While the sleeping pattern sleep studies research was conducted on seals, it may hold some clues into human sleep. For one, it suggests that biological mechanisms are at work that enable the brain to stay alert during waking hours. More importantly, these findings could have potential benefits for human health due to the many people who have trouble sleeping, whether from insomnia, sleep disorders, or other sleep problems.

“It could help solve the mystery of how and why we sleep,” says the Jerome Siegel of UCLA’s Brain Research Institute and the study’s senior author. “About 40% of North Americans suffer from sleep problems and understanding which brain chemicals function to keep us awake or asleep is a major scientific advance,” Siegel says.

synapses

The Chemicals: Acetylcholine and Serotonin

The scientists found that an important chemical in the brain — called acetylcholine — was present in lower levels on the side of the sleeping brain and at higher levels on the waking side of the brain.

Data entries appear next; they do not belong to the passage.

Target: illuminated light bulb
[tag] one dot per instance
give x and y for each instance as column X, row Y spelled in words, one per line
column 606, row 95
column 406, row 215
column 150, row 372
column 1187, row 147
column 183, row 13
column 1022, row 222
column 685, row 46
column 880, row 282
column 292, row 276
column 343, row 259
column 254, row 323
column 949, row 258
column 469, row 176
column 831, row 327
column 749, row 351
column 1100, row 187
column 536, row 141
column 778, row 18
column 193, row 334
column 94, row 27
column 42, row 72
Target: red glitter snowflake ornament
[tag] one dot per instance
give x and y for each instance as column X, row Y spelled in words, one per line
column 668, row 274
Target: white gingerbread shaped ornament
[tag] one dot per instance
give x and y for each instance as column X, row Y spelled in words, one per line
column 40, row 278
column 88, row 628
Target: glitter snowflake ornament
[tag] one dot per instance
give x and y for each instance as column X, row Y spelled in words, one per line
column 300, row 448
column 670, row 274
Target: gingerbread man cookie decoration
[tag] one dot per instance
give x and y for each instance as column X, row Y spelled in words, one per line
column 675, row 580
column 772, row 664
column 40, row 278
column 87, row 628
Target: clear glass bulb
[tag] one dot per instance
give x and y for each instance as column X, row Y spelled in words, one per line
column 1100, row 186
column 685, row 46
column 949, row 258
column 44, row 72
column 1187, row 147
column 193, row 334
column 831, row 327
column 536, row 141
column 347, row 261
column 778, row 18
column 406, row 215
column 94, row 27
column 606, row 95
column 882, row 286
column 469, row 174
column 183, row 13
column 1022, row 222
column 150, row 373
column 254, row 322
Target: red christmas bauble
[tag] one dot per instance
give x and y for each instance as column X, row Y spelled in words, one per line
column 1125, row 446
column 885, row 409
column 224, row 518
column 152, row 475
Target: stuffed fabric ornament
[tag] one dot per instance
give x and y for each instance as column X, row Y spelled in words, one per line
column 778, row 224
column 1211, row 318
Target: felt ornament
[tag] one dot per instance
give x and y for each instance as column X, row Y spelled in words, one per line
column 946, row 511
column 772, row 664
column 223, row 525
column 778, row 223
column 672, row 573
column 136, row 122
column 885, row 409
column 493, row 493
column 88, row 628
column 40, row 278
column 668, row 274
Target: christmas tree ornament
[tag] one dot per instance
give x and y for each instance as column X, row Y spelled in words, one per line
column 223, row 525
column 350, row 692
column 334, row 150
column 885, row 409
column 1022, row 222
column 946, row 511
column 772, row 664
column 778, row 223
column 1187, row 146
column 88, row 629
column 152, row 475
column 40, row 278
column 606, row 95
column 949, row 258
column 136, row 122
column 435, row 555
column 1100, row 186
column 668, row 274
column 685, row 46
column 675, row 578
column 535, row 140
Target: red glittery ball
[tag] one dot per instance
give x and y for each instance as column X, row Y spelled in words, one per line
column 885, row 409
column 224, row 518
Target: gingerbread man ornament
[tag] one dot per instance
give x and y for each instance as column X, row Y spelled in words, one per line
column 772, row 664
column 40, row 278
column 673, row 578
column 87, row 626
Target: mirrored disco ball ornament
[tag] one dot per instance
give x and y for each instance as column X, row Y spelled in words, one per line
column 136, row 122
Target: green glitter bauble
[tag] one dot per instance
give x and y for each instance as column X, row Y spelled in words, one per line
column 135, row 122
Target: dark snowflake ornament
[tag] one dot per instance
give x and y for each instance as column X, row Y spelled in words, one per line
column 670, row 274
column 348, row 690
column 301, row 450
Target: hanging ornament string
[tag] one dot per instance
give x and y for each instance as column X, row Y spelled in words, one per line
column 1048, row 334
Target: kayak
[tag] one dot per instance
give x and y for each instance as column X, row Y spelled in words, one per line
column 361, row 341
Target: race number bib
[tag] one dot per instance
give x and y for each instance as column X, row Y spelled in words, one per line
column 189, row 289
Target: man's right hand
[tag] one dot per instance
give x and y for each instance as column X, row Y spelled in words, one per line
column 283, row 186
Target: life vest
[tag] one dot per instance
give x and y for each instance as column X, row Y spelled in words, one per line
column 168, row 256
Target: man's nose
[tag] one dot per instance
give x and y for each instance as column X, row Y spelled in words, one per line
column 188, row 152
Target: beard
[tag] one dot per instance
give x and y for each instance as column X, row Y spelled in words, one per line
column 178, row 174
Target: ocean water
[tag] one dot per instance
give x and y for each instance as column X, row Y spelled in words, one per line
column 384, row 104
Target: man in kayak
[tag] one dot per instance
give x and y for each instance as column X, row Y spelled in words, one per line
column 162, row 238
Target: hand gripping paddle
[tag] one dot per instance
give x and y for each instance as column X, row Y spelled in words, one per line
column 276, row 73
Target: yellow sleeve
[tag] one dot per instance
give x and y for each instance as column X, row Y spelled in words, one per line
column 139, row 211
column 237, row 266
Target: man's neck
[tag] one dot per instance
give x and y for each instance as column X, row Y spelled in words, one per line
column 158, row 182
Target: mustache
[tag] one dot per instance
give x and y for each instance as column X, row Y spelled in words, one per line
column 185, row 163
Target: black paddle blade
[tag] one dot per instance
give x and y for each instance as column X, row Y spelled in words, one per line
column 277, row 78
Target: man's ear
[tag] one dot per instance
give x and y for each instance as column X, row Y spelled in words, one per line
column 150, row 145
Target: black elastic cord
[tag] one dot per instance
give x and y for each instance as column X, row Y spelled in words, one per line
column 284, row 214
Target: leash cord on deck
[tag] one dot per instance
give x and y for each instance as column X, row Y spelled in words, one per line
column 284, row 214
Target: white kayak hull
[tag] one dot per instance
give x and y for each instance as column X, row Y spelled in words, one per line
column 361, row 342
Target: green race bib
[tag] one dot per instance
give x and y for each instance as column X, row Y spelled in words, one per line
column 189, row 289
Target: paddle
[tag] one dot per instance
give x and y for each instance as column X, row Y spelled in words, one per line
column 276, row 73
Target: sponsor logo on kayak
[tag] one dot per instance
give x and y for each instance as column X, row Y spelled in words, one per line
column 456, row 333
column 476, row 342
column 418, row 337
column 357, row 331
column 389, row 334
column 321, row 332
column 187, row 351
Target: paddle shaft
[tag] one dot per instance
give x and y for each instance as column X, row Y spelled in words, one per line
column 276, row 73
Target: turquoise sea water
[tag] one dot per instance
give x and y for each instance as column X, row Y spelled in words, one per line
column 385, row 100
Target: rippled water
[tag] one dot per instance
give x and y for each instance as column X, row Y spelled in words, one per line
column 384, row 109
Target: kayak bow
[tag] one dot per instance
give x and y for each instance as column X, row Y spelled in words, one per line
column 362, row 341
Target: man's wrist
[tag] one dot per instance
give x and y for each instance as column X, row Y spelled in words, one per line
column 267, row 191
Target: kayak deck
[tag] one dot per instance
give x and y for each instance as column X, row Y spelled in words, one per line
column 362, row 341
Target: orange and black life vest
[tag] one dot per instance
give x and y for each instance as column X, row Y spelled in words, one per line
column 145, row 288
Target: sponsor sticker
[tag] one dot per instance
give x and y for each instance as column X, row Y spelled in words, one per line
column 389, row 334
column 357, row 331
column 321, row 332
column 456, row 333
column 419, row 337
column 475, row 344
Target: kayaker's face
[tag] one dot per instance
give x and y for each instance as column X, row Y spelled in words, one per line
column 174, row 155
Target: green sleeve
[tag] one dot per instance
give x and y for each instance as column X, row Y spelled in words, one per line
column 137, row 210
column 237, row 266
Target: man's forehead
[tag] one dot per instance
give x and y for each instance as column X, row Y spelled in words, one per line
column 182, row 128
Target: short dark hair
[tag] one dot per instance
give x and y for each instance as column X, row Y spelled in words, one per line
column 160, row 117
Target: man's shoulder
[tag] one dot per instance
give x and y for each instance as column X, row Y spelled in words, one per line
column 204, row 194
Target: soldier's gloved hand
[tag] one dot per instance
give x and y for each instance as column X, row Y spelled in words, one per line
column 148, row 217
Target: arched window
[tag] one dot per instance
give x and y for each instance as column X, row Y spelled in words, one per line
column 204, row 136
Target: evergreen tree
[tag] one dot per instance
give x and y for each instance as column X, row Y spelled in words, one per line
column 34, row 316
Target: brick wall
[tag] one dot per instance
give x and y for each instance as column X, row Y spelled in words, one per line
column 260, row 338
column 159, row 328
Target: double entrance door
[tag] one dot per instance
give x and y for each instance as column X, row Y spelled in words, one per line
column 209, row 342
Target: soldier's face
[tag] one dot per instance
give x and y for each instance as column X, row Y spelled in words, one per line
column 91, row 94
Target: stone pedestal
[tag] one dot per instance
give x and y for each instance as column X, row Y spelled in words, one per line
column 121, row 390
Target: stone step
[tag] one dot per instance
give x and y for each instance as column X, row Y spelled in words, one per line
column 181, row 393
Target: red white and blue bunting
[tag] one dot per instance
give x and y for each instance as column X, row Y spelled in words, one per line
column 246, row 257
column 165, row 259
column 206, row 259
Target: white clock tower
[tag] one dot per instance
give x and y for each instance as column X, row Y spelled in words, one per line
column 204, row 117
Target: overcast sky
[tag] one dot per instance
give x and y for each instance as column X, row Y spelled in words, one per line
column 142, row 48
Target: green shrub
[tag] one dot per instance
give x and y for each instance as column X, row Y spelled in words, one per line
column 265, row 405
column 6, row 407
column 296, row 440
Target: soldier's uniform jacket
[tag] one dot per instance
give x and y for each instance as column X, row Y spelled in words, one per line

The researchers conclude that this suggests that acetylcholine may play an important part of brain alertness of the awake side of the brain.

What’s more, another chemical in the brain — called serotonin — was identified in equal levels on either side of the brain, regardless of the seal being asleep or awake. This finding was unexpected because sleep researchers long believed that brain arousal was caused, at least in part, by serotonin.

Using scanners to measure the seals brain electrical activity and tubes inserted in the cortex to measure these chemicals, the researchers measured how these chemical changed in both the awake and sleeping states.

Implications of the Seal Sleep Study

Both humans and seals are large-brained mammals. By studying sleep in comparable species, scientists may be able to find some beneficial discoveries that ultimately result in breakthrough treatments for human sleep.